Она слабо улыбнулась:
– И мой тоже.
– Они уехали сюда. И погибли, когда мне было десять лет. Случилось несчастье – карета перевернулась.
А теперь самая трудная часть его рассказа. Он перевел дыхание и продолжал:
– Я не помню их.
И вдруг отчетливо представил лицо своей мамы – маленькой белокурой женщины с мягким голосом. Он помнил и своего отца, такого большого и красивого. Они так неожиданно ушли из жизни, что он еще долго потом просыпался утром, надеясь увидеть их лица рядом с собой.
– Извини, – как она только могла подумать, что Джон был счастлив, как дитя. Он был так молод и так одинок, у него не было такой надежной опоры, как семья.
– Что произошло потом?
– Меня послали к тете в Англию. Она вышла замуж за графа.
– Тебе нравилось там?
– Пожалуй. Много комнат. У нее уже было восемь детей. Я был большой и неуклюжий, как сейчас.
Она все поняла. Некому было взять маленького мальчика за руку, приласкать, утешить. Никто не смог заменить ему мать и отца.
– Когда я вырос, меня отправили служить в Бостон, как раз незадолго до той резни. Через год меня копытом ударила лошадь. Вот и все.
Вот и все. Так мало и так много.
Медленно Бэнни подошла к нему, стала вплотную и обвила его руками.

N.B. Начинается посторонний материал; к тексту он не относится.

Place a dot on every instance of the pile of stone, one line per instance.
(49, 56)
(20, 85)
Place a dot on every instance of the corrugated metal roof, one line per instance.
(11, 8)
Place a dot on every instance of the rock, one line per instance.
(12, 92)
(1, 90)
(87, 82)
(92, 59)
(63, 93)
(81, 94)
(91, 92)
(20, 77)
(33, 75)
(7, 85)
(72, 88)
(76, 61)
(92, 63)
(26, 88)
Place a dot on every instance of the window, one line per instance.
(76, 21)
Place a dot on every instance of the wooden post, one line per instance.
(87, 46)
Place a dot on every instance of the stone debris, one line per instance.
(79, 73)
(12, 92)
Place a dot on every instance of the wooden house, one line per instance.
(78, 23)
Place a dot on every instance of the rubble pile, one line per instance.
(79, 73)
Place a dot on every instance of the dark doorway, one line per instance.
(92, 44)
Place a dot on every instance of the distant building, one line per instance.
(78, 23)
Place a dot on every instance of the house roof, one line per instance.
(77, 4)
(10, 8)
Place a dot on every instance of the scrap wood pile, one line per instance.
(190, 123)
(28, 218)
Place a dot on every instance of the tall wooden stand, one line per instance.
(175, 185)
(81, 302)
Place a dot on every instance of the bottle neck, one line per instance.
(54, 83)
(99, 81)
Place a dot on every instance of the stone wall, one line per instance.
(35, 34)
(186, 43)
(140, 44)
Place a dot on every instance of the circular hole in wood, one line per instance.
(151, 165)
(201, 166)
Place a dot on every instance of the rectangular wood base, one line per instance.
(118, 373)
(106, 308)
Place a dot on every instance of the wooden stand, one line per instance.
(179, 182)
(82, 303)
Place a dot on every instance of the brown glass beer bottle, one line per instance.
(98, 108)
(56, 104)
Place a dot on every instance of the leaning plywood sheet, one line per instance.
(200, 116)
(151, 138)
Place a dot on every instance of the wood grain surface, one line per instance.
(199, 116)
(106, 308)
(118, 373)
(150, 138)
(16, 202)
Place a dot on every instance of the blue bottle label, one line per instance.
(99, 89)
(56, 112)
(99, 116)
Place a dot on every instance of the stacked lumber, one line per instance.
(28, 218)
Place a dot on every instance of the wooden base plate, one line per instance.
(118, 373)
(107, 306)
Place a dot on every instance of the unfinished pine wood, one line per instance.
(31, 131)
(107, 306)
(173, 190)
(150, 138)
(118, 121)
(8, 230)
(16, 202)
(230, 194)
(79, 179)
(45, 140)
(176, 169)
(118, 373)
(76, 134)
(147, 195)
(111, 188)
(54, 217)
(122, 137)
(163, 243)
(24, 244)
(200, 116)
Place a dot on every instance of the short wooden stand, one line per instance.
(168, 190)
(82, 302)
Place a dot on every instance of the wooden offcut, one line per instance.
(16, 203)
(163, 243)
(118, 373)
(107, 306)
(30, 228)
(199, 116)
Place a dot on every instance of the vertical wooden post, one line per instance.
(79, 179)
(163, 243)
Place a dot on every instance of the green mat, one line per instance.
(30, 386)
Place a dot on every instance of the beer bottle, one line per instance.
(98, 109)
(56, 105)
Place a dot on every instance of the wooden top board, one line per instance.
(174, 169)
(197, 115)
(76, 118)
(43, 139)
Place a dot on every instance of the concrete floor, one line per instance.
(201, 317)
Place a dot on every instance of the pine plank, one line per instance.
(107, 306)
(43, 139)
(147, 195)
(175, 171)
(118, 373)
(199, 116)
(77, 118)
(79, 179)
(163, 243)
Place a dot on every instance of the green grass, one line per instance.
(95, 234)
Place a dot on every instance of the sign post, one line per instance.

Она почувствовала, как дрожь пробежала по его телу, и он тяжело вздохнул. Сейчас ей не хотелось большего. Ей хотелось лишь выразить ему теплоту и сочувствие, которых ему так не хватало в жизни.
И на этот раз, когда она прошептала:
– Джон, – он не отпрянул.
Глава 9
Бэнни изо всех сил скребла стол, удаляя следы ночного пиршества в таверне. Нос ее чувствовал сладко-кислый запах вчерашнего пива и сидра, перемешанный с едким запахом мыла. В другом конце комнаты Генри споткнулся о ведро и расплескал воду. Он взял швабру с тряпкой и стал водить по дощатому полу. Джордж проверял в кладовке запас спиртного. Затем стал расставлять на полках только что вымытые кружки.